Ultimately she fell in love with now-husband Sam Ligon, a fiction instructor at Eastern Washington University, and moved to Spokane, where he lived. There, she found a “fantastic creative community” that’s still growing, and affordable housing that’s rapidly vanishing. She’s a new mother, runs “Pie and Whiskey” events with Ligon as COVID-19 allows, and became a cheese-making apprentice with Lora Lea Misterly of the legendary Quillisascut farm.
While the book obscures the identities of some people she’s no longer in touch with, it’s frank about illness and ending relationships, tonics and wildfires and the strange omission of two daughters from her grandfather’s obituary.
Her parents were surprised when she showed them the manuscript.
“They didn’t know that I was writing something so personal.
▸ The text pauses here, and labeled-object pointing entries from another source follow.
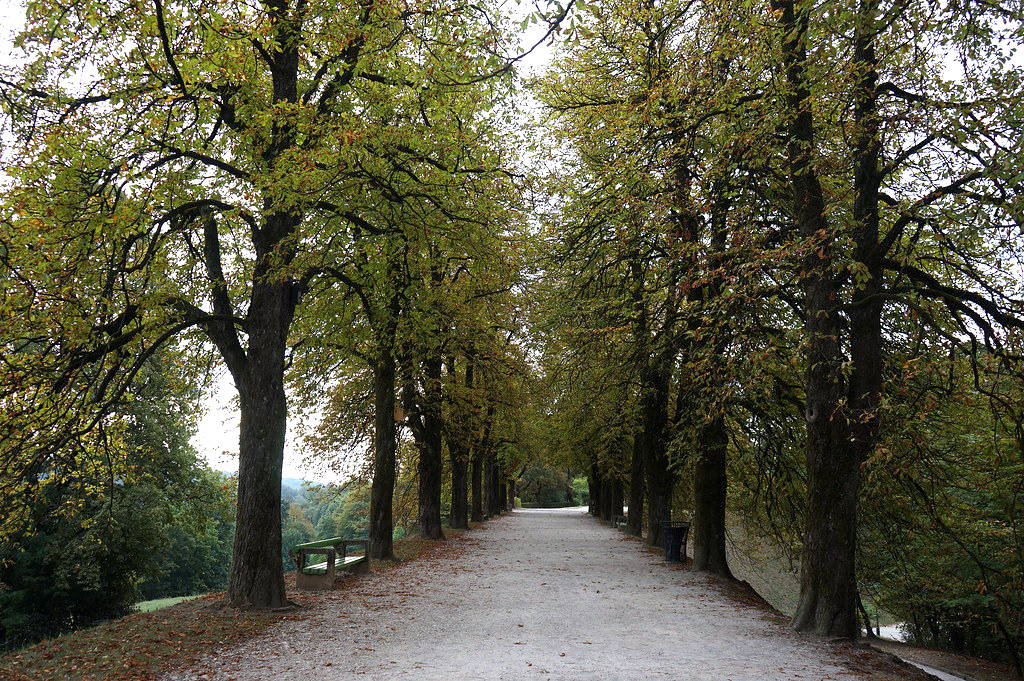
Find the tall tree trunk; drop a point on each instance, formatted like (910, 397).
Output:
(256, 579)
(491, 507)
(634, 522)
(606, 501)
(460, 457)
(385, 445)
(659, 477)
(503, 490)
(431, 465)
(827, 583)
(710, 490)
(476, 465)
(459, 516)
(616, 498)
I didn’t know I was going to write something so personal. I think they thought I was writing a cookbook all these years,” Lebo said. “It’s weird for anyone to confront the fact their family member has been watching and listening and paying attention in this way and has written their version of it down.”
Their input helped her complete the final draft, she said, as did studying memoir at Western with teachers who emphasized “how everyone’s family members know a different family, and how to try to leave room within the writing so that it’s clear,” Lebo said.
“My foremost concern with the book is making art, and that I got to kind of try to understand relationships within my family through the act of art making feels lucky.”
Ultimately, it lays bare some facts about being a human — and an animal, and hungry.